Although the library cannot provide tax assistance, it can direct people to tax forms in English and Spanish and refer to the IRS filing site, said Sandy Irwin, director of the library.
“We help the folks at Purple Cliffs because we know it’s the only place we can consistently be,” said Sutherland. “There are still an unknown number of homeless people in the area that we have not worked with.”
For those who received the payments, the extra money served as an interim measure during the pandemic when support services were closed or less available, Sutherland said.
“About 85% of them were using the funds … to fill the gaps for lack of income,” he said.

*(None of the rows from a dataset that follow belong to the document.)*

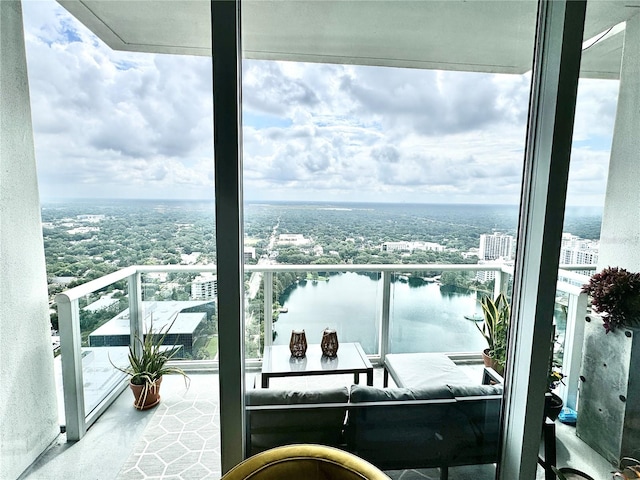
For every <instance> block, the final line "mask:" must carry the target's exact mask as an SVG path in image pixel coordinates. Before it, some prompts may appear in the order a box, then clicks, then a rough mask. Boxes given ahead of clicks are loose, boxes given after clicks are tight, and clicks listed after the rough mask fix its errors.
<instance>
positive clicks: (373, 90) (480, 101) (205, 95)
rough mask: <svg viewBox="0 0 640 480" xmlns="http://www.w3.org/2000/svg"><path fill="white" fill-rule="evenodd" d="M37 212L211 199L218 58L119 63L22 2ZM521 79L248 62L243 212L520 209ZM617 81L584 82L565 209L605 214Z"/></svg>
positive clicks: (247, 71) (113, 54)
mask: <svg viewBox="0 0 640 480" xmlns="http://www.w3.org/2000/svg"><path fill="white" fill-rule="evenodd" d="M23 9H24V22H25V38H26V48H27V60H28V68H29V81H30V89H31V100H32V116H33V123H34V132H35V143H36V158H37V162H38V174H39V183H40V191H41V196H42V198H43V200H46V199H48V198H60V197H84V198H87V197H103V198H113V197H115V198H175V199H207V198H212V196H213V163H212V157H213V130H212V123H213V119H212V111H211V110H212V96H211V62H210V59H208V58H205V57H187V56H172V55H151V54H138V53H125V52H116V51H112V50H111V49H110V48H109V47H107V46H106V45H104V44H103V43H102V42H101V41H100V40H99V39H97V38H96V37H95V36H94V35H93V34H92V33H90V32H89V31H88V30H87V29H86V28H85V27H84V26H83V25H82V24H80V23H79V22H78V21H76V20H75V18H73V17H72V16H71V15H69V14H68V13H67V12H66V10H65V9H64V8H62V7H61V6H60V5H59V4H57V3H56V2H54V1H53V0H51V1H48V0H29V1H26V2H24V7H23ZM529 83H530V77H529V75H527V74H525V75H520V76H518V75H491V74H478V73H460V72H445V71H433V70H418V69H392V68H383V67H357V66H349V65H323V64H300V63H291V62H268V61H250V60H245V61H244V62H243V116H244V128H243V136H244V142H243V149H244V168H245V169H244V191H245V197H246V198H247V199H248V200H307V199H308V200H314V201H317V200H331V201H339V200H344V201H387V202H394V201H400V202H433V203H450V202H454V203H509V204H515V203H517V202H518V200H519V193H520V183H521V172H522V161H523V150H524V137H525V127H526V112H527V101H528V96H529ZM617 86H618V85H617V81H608V80H582V81H581V83H580V88H579V100H578V105H577V113H576V126H575V142H574V150H573V153H572V166H571V172H570V184H569V194H568V195H569V198H568V202H569V204H573V205H601V204H602V202H603V197H604V190H605V186H606V176H607V168H608V159H609V148H610V144H611V133H612V131H613V121H614V117H615V108H616V99H617Z"/></svg>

Tim Sargent, a camp leader, was already registered with Social Security and automatically received his payments.
He upgraded his tent and bought Redwood boots, a chainsaw, and safety gear. Logging would help people heat their tents or be a source of income. He also set aside savings to buy property in the future, he said.
“I’m trying to put some money together so that we can get private property for us retirees … a little farm thing, with chickens, rabbits, that sort of thing,” Sargent said.
Someone from Purple Cliffs sent his girlfriend a care package. Another, who plans to fix his truck to help find a job, filed the 2020 taxes, but the second and third payments were still being processed.
Cato, who has also taken a leadership role in running the camp, plans to use his stimulus to pay the bills.
“He feels good. No more burden, no more pressure,” he said. “Whatever money I have left, I don’t know yet.